The UK foreign office crisis team then expressed an interest in Epic-Air’s offer and started communicating with them round-the-clock. All that Epic-Air required was some form of advance payment or guarantee to cover the expensive costs of arranging and making such flights, but this also proved to be a bit of a stumbling block.

An agreement was eventually reached, and the UK government had ambassadors in two countries ready to issue the guarantee, but then the initial operator could not be reached, and so Epic-Air quickly arranged a second operator to deal with the flight.

The British government has come under fire for not reacting swiftly or responsible enough, as it did in the case of the uprising in Egypt, and yesterday British PM David Cameron offered a public apology for the government’s slow reaction. Saying that, there was a problem with the fact that the airspace was closed down for almost a day and then insurer Lloyds of London slowed things down as it wanted to agree with the government on partial cover of indemnity.
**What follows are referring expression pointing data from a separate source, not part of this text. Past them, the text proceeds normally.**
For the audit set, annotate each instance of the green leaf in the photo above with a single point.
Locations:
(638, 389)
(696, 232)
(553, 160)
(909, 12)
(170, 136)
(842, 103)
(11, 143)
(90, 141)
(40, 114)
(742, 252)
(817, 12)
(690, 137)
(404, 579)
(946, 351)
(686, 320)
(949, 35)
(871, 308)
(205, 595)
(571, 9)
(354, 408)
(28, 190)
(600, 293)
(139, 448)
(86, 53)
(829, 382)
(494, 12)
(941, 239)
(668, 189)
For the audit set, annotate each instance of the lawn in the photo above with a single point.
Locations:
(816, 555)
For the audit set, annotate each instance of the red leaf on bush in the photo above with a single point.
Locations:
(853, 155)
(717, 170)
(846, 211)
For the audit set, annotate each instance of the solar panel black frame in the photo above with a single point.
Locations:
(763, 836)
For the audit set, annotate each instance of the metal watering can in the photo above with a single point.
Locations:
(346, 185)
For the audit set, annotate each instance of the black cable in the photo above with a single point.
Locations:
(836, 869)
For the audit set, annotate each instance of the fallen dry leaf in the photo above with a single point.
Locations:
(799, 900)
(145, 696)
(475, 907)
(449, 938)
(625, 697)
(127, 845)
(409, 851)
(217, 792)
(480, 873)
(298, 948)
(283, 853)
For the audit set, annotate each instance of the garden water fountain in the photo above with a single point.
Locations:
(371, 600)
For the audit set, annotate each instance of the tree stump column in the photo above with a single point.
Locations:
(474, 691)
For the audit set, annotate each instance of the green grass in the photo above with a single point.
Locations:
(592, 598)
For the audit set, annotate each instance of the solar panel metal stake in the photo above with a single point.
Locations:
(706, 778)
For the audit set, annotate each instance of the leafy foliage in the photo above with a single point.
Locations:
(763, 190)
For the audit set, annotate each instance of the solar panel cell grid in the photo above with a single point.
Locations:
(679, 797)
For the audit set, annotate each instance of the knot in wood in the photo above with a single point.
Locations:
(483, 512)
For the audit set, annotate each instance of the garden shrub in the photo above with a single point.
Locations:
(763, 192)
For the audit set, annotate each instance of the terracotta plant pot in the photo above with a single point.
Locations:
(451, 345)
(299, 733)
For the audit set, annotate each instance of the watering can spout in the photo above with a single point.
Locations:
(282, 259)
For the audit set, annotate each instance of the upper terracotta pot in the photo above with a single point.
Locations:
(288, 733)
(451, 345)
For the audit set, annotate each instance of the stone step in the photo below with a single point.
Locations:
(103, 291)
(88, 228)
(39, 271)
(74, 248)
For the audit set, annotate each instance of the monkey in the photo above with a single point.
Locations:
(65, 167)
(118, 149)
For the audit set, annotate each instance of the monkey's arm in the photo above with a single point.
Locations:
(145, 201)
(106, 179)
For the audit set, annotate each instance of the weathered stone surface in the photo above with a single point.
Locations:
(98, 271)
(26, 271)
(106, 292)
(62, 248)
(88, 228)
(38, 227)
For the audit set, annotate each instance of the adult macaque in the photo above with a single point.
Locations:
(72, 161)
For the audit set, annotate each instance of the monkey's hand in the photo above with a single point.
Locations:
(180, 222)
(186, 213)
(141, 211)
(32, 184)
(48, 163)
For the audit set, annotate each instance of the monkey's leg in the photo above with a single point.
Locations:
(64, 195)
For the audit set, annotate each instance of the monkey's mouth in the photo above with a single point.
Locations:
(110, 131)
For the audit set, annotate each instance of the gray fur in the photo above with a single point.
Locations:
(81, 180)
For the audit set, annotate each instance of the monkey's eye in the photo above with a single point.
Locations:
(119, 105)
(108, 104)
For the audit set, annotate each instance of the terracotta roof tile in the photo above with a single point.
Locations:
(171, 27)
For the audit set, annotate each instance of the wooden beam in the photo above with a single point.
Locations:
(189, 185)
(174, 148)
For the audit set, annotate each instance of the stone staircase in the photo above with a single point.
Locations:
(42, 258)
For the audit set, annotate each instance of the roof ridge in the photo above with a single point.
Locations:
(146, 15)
After a few days and nights of constant communication with British officials, Managing Director of Epic-Air, Alan Henderson, informed The Daily today that a plane had successfully landed in Tripoli to collect stranded British citizens and possibly others. For security reasons, we cannot disclose any of the details of the flight yet, but The Daily will be providing updated reports on this rescue effort, led by Slovak-based company Epic-Air.